Mr McCluskey is one of Mr Corbyn's closest allies and a vocal supporter of the Labour leadership.

Writing for HuffPost, the Unite general secretary claimed Labour had agreed to all the requests made by Jewish community leaders.

He wrote: "I am at a loss to understand the motives of the leadership of the Jewish community – the Board of Deputies, the Jewish Leadership Council and the Jewish Labour Movement.

"What is the response from the leading Jewish community organisations to this record of reaching out, of understanding, and of action? Intransigent hostility and an utter refusal to engage in dialogue about building on what has been done and resolving outstanding difficulties."

He also accused three Jewish newspapers of "a thoroughly irresponsible act of fear-mongering" in relation to a joint front page story accusing Mr Corbyn of posing "an existential threat to Jewish life" in the UK, and said the Board of Deputies of British Jews was guilty of "petulant trolling" for claiming Mr Corbyn had gone "into hiding" over the summer.

Mr McCluskey said: "I therefore appeal to the leadership of the Jewish community to abandon their truculent hostility, engage in dialogue and dial down the rhetoric, before the political estrangement between them and the Labour Party becomes entrenched.

"Surely a community leadership which had time to publicly challenge the BBC over a news headline critical of the Israeli Defence Forces in Gaza has the time to meet the Leader of the Opposition?"

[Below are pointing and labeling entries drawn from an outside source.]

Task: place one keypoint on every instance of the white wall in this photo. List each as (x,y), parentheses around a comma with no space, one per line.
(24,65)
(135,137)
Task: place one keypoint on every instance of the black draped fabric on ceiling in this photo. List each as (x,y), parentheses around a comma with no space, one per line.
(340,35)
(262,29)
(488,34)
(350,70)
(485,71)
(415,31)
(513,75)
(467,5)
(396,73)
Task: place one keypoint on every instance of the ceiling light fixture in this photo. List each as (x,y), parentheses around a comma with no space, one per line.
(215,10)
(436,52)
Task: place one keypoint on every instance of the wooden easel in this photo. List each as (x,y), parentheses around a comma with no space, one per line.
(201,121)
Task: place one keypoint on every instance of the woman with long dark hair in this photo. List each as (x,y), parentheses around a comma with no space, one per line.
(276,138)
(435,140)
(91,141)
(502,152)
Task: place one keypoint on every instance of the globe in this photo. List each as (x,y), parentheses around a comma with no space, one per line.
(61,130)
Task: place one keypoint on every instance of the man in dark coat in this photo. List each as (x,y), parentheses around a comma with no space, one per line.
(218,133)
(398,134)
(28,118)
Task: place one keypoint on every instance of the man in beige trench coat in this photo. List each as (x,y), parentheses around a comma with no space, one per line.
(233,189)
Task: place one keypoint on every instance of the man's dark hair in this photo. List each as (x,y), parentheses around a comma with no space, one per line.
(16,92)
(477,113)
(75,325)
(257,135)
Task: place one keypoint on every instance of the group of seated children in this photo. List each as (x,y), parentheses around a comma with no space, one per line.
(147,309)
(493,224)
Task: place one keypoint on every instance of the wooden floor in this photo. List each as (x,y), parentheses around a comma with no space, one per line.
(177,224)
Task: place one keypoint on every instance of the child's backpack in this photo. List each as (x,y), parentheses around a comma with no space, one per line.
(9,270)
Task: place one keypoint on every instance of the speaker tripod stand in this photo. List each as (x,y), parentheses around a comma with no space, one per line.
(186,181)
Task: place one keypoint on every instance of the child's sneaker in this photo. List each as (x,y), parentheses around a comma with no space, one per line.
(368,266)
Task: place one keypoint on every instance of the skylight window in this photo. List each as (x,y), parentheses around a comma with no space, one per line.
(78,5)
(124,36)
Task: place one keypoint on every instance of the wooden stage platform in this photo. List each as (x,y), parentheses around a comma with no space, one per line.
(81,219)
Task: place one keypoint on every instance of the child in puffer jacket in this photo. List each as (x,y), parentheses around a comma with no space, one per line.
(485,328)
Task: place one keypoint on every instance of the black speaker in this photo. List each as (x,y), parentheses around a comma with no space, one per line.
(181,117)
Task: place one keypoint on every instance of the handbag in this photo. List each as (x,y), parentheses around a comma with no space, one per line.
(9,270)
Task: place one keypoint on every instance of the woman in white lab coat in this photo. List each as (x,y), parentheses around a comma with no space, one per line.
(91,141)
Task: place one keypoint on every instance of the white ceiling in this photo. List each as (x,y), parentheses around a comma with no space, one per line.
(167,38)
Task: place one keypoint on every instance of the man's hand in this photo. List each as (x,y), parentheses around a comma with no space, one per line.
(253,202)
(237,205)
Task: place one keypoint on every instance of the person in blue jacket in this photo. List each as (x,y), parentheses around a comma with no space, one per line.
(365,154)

In response, a Board of Deputies spokesperson said: "We note that Len McCluskey has advocated the adoption of the full IHRA definition of antisemitism and its illustrative examples.

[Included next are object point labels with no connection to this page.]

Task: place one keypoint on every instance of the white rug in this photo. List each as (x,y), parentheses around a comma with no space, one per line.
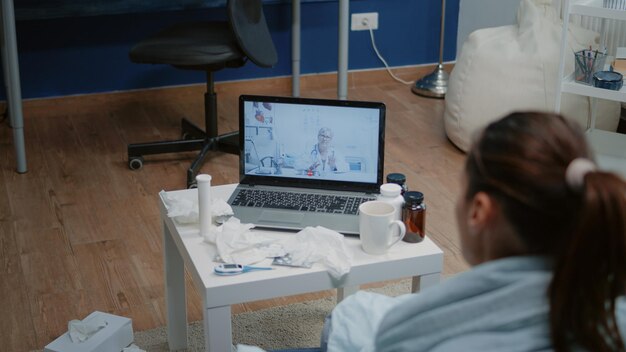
(291,326)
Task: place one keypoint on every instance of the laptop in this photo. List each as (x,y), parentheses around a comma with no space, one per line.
(307,162)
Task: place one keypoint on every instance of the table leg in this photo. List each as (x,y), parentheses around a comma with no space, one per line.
(218,335)
(176,304)
(342,70)
(295,48)
(343,292)
(12,77)
(420,282)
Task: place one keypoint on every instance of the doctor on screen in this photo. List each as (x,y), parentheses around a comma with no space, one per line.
(324,158)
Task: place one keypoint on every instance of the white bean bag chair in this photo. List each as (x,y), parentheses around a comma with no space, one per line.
(512,68)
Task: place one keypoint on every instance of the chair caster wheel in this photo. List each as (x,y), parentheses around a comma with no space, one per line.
(135,163)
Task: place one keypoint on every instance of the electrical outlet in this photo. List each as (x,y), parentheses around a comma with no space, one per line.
(361,21)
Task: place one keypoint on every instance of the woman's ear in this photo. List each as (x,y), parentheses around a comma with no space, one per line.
(481,210)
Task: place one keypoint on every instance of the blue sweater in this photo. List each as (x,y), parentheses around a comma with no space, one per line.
(500,305)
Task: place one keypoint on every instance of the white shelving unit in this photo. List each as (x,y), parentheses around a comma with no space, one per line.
(609,147)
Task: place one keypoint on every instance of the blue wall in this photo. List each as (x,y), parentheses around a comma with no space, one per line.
(81,55)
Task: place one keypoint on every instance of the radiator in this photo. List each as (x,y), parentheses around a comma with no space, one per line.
(615,30)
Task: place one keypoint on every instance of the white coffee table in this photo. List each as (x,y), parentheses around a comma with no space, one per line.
(183,246)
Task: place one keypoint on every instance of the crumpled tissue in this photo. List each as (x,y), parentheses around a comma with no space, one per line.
(237,244)
(320,245)
(183,207)
(81,331)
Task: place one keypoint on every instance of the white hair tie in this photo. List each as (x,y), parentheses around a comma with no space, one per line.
(576,171)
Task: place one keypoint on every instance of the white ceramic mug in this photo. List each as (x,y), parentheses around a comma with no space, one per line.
(378,228)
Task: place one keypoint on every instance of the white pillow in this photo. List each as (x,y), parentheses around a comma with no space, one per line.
(512,68)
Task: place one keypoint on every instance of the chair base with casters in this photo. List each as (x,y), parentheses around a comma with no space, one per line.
(209,47)
(192,138)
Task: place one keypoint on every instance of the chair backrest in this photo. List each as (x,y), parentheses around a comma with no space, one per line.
(247,21)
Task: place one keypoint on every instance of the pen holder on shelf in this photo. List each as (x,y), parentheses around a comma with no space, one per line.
(586,63)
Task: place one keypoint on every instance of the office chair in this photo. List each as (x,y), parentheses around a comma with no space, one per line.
(206,46)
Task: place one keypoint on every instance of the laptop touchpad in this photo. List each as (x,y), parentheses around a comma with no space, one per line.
(277,216)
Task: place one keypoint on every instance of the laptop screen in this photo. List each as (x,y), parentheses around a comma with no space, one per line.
(311,142)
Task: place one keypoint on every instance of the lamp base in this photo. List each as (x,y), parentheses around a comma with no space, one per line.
(433,85)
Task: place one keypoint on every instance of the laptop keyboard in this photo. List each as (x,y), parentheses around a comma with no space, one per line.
(320,203)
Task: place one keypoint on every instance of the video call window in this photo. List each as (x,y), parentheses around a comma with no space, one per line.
(311,141)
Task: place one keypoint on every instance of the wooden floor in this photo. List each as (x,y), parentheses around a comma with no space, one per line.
(81,232)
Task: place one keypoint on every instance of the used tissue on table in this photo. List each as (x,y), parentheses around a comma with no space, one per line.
(183,207)
(320,245)
(237,244)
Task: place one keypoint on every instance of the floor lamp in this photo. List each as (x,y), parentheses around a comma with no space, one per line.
(435,84)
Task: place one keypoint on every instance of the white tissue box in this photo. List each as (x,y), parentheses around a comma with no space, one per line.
(117,334)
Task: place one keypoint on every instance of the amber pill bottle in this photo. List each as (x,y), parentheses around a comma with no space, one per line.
(414,216)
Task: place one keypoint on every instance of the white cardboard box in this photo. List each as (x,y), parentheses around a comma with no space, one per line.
(117,334)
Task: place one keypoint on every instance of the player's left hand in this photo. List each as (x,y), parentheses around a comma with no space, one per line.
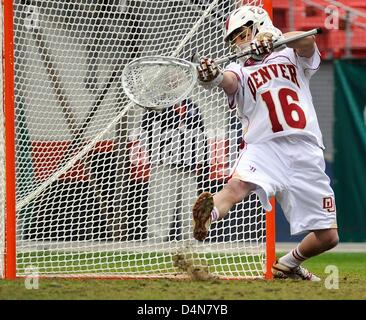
(262,43)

"However, his attack on the Jewish community is both unfair and unwarranted. We have had a deluge of words from the Labour leadership. It is about time that the party resolved this crisis by taking the firm and decisive action which the communal leadership set out for them in detail months ago. They have so far failed to do what is right.”

Mr McCluskey also launched a scathing attack on Chuka Umunna over an article for The Independent in which the Streatham MP said Labour had a problem with "institutional antisemitism".

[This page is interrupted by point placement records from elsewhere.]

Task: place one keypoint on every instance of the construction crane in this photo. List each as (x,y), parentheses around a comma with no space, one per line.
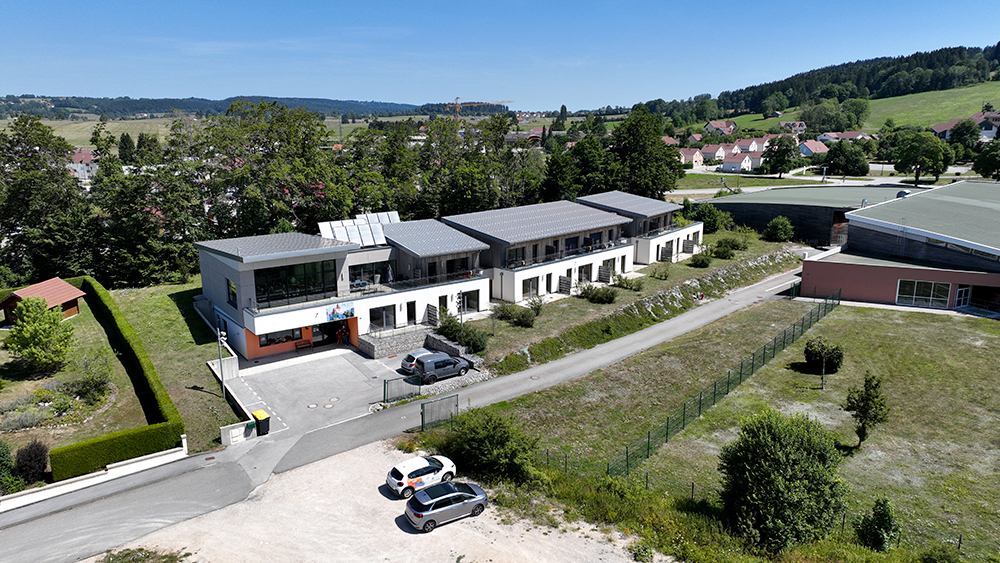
(458,106)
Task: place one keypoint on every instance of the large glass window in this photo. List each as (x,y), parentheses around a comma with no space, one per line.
(373,272)
(280,337)
(923,294)
(295,283)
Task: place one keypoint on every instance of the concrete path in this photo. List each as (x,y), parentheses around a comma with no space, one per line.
(90,521)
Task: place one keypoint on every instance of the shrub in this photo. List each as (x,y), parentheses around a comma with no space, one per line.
(596,294)
(817,349)
(779,229)
(723,252)
(490,445)
(659,270)
(779,480)
(878,529)
(941,553)
(535,304)
(702,260)
(31,461)
(10,484)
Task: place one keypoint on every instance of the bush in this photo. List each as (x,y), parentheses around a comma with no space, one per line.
(878,529)
(941,553)
(779,229)
(779,480)
(633,284)
(702,260)
(535,304)
(596,294)
(31,461)
(490,445)
(818,348)
(659,270)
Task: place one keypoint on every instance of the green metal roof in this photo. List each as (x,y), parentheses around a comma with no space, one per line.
(963,212)
(829,195)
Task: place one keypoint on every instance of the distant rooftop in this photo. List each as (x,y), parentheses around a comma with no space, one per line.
(831,195)
(960,212)
(272,247)
(430,238)
(533,222)
(629,204)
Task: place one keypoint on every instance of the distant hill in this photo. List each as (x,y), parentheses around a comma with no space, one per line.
(56,107)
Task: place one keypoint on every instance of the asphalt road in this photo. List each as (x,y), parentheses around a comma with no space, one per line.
(87,522)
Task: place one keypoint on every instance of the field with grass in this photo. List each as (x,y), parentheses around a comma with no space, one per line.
(560,315)
(936,458)
(179,343)
(120,413)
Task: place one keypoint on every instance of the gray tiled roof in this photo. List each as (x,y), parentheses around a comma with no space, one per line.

The Unite leader wrote: "Chuka Umunna’s article this week was an exercise in Blairite triangulation – and cynicism. He equates Tory anti-Muslim racism with alleged “institutional antisemitism” in Labour, despite providing no serious evidence that the latter exists.

"Given the paucity of evidence that he actually produces to sustain his charge that he is a member of an “institutionally antisemitic” party, it is fair to ask whether Umunna is merely exploiting the latest episode to justify his moves to breakaway from Labour, the plotting for which has been widely reported elsewhere."

Mr Umunna immediately hit back: "I stand by what I've said on racism in the Labour Party and won't be bullied into silence, not least because my family have experienced racism too. Jeremy Corbyn himself has said it is a problem Labour has not properly dealt with. If Len McCluskey doesn't like that, so be it.

"Instead of attacking the victims of racism, our values dictate that we stand up for them - that is what I have done. It's shameful the general secretary of the union of which I am a member should make a personal and political attack against me instead of facing up to this issue."